Follow Up By: GQgaspig - Friday, Jan 14, 2005 at 09:21

Friday, Jan 14, 2005 at 09:21
Hi All,

Thanks for the responses, it sounds like an inverter might be the way to go given its flexibility.

We also have some concerns about storing the laptop in the car on hot day when we are out and about. What is the liklihood that the temp in the car could damage it and how do you all securely store it (obviously out of sight) to avoid theft?

Many thanks

FollowupID: 351911

Follow Up By: V8Diesel - Friday, Jan 14, 2005 at 11:33

Friday, Jan 14, 2005 at 11:33
I think Bunnings have laptop safes for sale at the moment.

I have a similar one bolted through the floor in my Patrol for keeping my special goodies when away from the vehicle eg: GPS, DV camera, stills camera, Epirb, hand hald two-ways etc.
FollowupID: 351990

Reply By: paj - Friday, Jan 14, 2005 at 17:38

Friday, Jan 14, 2005 at 17:38

I do occasional maintenance work at REDARC in SA and asked them the same questions.
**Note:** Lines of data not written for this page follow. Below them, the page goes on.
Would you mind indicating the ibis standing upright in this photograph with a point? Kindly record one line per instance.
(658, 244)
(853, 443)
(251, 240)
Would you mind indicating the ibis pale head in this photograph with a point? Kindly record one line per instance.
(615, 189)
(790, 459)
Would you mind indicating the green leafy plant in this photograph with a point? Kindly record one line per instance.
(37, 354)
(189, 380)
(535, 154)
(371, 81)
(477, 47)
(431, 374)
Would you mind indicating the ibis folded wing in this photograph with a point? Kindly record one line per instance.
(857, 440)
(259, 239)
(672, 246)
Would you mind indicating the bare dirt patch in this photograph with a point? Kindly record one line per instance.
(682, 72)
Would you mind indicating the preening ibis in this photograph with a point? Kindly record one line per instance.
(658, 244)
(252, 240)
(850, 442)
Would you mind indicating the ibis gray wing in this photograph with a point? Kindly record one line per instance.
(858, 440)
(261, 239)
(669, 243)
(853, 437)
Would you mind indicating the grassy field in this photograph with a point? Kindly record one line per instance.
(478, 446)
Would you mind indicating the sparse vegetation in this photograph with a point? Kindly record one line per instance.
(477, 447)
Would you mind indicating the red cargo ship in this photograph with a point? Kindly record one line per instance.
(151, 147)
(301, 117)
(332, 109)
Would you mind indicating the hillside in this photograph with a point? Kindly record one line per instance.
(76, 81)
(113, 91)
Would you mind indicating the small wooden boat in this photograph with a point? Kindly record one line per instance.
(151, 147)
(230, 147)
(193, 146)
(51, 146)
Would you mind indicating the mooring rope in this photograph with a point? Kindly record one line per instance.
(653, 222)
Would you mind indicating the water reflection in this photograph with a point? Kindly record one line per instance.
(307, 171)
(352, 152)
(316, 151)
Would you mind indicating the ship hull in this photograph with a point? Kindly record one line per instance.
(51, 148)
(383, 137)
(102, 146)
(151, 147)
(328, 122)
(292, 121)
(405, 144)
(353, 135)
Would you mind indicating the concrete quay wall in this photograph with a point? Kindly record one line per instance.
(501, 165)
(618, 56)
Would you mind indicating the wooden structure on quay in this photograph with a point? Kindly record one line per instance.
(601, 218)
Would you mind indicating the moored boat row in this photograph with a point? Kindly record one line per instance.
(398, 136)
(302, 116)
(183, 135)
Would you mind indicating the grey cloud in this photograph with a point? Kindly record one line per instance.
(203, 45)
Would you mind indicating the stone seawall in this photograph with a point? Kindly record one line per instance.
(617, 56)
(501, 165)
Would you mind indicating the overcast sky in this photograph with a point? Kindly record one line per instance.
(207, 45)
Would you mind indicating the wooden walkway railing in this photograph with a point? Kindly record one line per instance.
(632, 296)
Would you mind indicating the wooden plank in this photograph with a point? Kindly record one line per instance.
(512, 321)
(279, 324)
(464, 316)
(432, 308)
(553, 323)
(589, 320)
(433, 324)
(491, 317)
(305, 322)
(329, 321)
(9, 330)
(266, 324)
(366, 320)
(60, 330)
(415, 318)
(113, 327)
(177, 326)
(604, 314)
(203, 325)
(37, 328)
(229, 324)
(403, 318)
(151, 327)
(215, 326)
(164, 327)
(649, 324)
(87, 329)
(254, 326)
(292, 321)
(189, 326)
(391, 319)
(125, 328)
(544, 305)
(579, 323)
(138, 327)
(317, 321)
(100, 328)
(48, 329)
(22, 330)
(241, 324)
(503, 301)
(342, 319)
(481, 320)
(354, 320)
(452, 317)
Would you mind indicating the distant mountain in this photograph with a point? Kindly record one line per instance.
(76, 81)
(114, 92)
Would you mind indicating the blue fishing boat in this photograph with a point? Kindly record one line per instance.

They reckoned that 300W would do fine but they have found that some newer laptops cannot handle modified sine wave. The issue seems to be with the mouse not working properly.


AnswerID: 93087

Reply By: Woobla (WA) - Friday, Jan 14, 2005 at 23:11

Friday, Jan 14, 2005 at 23:11
I Dont know if this is of any help but I am thinking of getting one of these for myself as I dont fancy carting a laptop around with me.
Its an in dash pc come gps,dvd etc.etc, Check out the neltronics website and look for the Smartrider mobile PC.